Estrogen Receptor-α-dependent gene expression is not altered in Estrogen Receptor heterozygotes, Estrogen Receptor-β knockout mice or in B6 females following alteration of ovarian hormones. Estrogen Receptor-α (Esr1) regulated transcripts in female mice showing at least 5-fold relative expression difference compared to wild-type (WT) female littermates are shown. Each lane represents microarray results from a pool of livers from individual mice sacrificed at 9–10 weeks of age. Duplicate arrays are shown for Lane 1: C57BL/6J (B6) sham operation placebo group (n = 7) and Lane 2: B6 ovariectomized animals with 17β-Estradiol add-back (n = 6) (Lane 2).
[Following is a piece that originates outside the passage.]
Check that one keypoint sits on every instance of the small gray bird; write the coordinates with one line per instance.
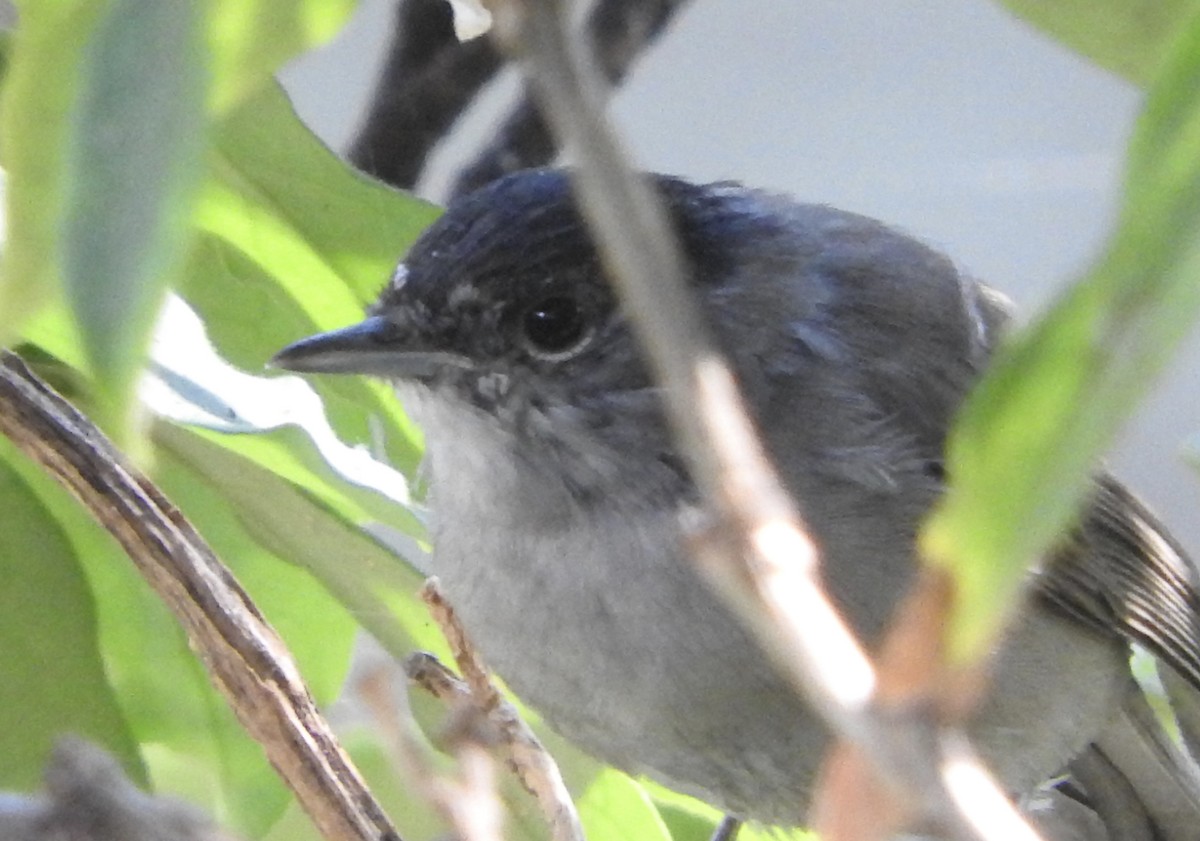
(557, 492)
A single array is shown for Lane 3: a pool of B6 females that underwent ovariectomy and implantation of a placebo pellet (n = 6), Lane 4: B6 animals with ovariectomy but no placebo implant (n = 5), Lane 5: Esr1 heterozygous females (n = 6), and Lane 6: Esr2 heterozygous females (n = 6). Duplicate arrays are shown for Lane 7: Esr2KO females (n = 8), and Lane 8: sham-operated Esr2KO females with placebo implants (n = 6).

Figure 5

Hepatocyte-specific loss of Estrogen Receptor-α has little effect on sex-specific liver gene expression. This heat map shows gene expression associated with hepatocyte-specific loss of Estrogen Receptor-α (LERKO). Transcripts differing ≥ 5-fold in the global Estrogen Receptor-α knockout female group compared to WT females are shown. Each lane represents microarray results from individual mice sacrificed at 9–10 weeks of age. A single array was run for each animal. Lane 1: wild-type (WT) female littermates (n = 3). Lane 2: Female LERKO mice (n = 3). Lane 3: WT male littermates (n = 3). Lane 4: Male LERKO mice (n = 3).